Das Kalkül des israelischen Ministerpräsidenten Benjamin Netanjahu ist aufgegangen.

Die israelische Offensive gegen das iranische Atomprogramm, die am 13. Juni begann, hat trotz ihrer militärischen Erfolge eine entscheidende Schwäche: Es gilt als Konsens unter Experten, dass nur bunkerbrechende Bomben im Besitz der USA die unterirdische Urananreicherungsanlage Fordo im Nordwesten des Irans zertrümmern können. Bliebe Fordo intakt, hätte Israel sein Kriegsziel verfehlt. Viele Analysten glauben, dass Netanjahu von vornherein auf den Kriegseintritt der USA gebaut hatte.

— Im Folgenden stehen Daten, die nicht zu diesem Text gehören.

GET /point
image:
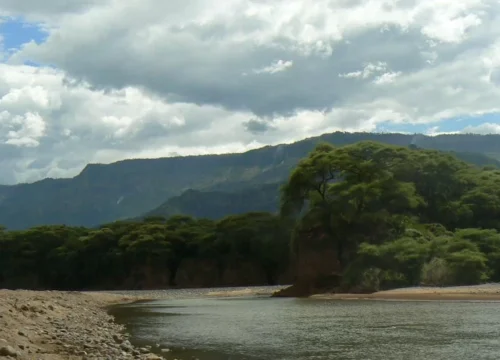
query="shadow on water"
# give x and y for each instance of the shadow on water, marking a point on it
(262, 328)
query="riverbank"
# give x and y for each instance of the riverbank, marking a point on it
(58, 325)
(487, 292)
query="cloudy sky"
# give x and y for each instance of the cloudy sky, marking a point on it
(102, 80)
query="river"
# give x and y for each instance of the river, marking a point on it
(240, 324)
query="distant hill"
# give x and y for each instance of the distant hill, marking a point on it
(217, 204)
(130, 188)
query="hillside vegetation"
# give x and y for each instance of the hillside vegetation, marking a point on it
(131, 188)
(395, 217)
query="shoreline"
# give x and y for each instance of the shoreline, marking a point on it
(57, 325)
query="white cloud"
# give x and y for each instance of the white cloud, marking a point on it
(275, 67)
(154, 78)
(486, 128)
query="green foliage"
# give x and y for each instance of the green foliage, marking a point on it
(132, 254)
(395, 216)
(128, 189)
(399, 216)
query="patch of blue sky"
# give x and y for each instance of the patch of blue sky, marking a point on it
(15, 32)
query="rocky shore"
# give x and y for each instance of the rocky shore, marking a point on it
(55, 325)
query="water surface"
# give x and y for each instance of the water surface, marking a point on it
(197, 325)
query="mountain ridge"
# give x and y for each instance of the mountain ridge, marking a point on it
(128, 188)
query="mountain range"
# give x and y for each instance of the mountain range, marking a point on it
(209, 186)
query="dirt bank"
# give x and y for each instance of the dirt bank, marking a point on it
(43, 325)
(489, 292)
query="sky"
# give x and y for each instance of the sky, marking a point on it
(96, 81)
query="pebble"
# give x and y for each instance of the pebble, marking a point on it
(8, 351)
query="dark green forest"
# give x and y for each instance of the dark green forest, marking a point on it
(395, 215)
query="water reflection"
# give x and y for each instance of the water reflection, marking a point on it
(256, 327)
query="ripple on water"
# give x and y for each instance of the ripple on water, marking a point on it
(196, 324)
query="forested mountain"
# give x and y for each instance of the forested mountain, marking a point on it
(218, 204)
(131, 188)
(356, 218)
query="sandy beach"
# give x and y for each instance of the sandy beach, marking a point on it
(43, 325)
(56, 325)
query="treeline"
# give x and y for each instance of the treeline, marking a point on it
(249, 249)
(398, 216)
(394, 216)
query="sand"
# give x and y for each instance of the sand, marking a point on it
(57, 325)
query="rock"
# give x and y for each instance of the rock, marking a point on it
(152, 357)
(8, 351)
(117, 338)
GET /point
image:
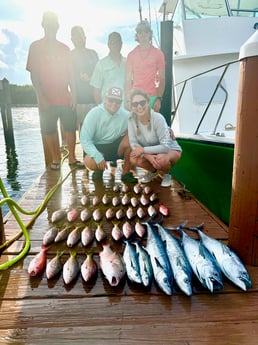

Angriffe auf Atomanlagen waren vorhersehbar

Am Sonntagmorgen meldete sich der Premier mit einer triumphierenden Videobotschaft: „Liebe Bürger Israels, meine Brüder und Schwestern“, sagte er. „Sie erinnern sich, dass ich Ihnen von Beginn der Operation an versprochen habe, die iranischen Atomanlagen würden zerstört werden – auf die eine oder die andere Weise. Dieses Versprechen wurde gehalten.“

Neben Fordo bombardierte das US-Militär die Atomanlagen in Natans und Isfahan – in Abstimmung mit Israel, wie Netanjahu betonte. In Israel stieß die US-Attacke auf Zuspruch. Selbst Israels Oppositionsführer Yair Lapid fand lobende Worte für den politischen Rivalen: „Das ist ein Erfolg für Netanjahu, Trump und die freie Welt“, sagte er in einem Interview mit dem öffentlich-rechtlichen Radiosender Kan Reshet Bet. Der US-Präsident selbst verkündete auf den sozialen Medien: „Jetzt ist die Zeit für Frieden!“

Doch dass das Regime in Teheran nun demütig an den Verhandlungstisch zurückschleicht, ist nicht zu erwarten. Stattdessen dürfte es zurückschlagen. Der Iran, obgleich geschwächt, kann noch immer eskalieren, etwa mit Angriffen auf die zahlreichen US-Stützpunkte in der nahen Golfregion. Auch die Huthi-Milizen im Jemen, die zu Teherans Verbündeten zählen, haben bereits mit Angriffen gegen amerikanische Ziele in der Region gedroht.

Und auch in Israel richten iranische Raketen immer neue Schäden an – trotz des mehrschichtigen Flugabwehrsystem des Landes, das zu den besten der Welt gehört. Allein am Sonntagmorgen schlugen mehrere Geschosse in Gebäude ein, unter anderem in Tel Aviv. Luftaufnahmen von der Einschlagstelle zeigen eine Reihe zweistöckiger Häuser, fast vollständig zerstört. Dass ersten Meldungen zufolge keiner der Bewohner ums Leben kam, dürften diese Bunkern und Schutzräumen verdanken.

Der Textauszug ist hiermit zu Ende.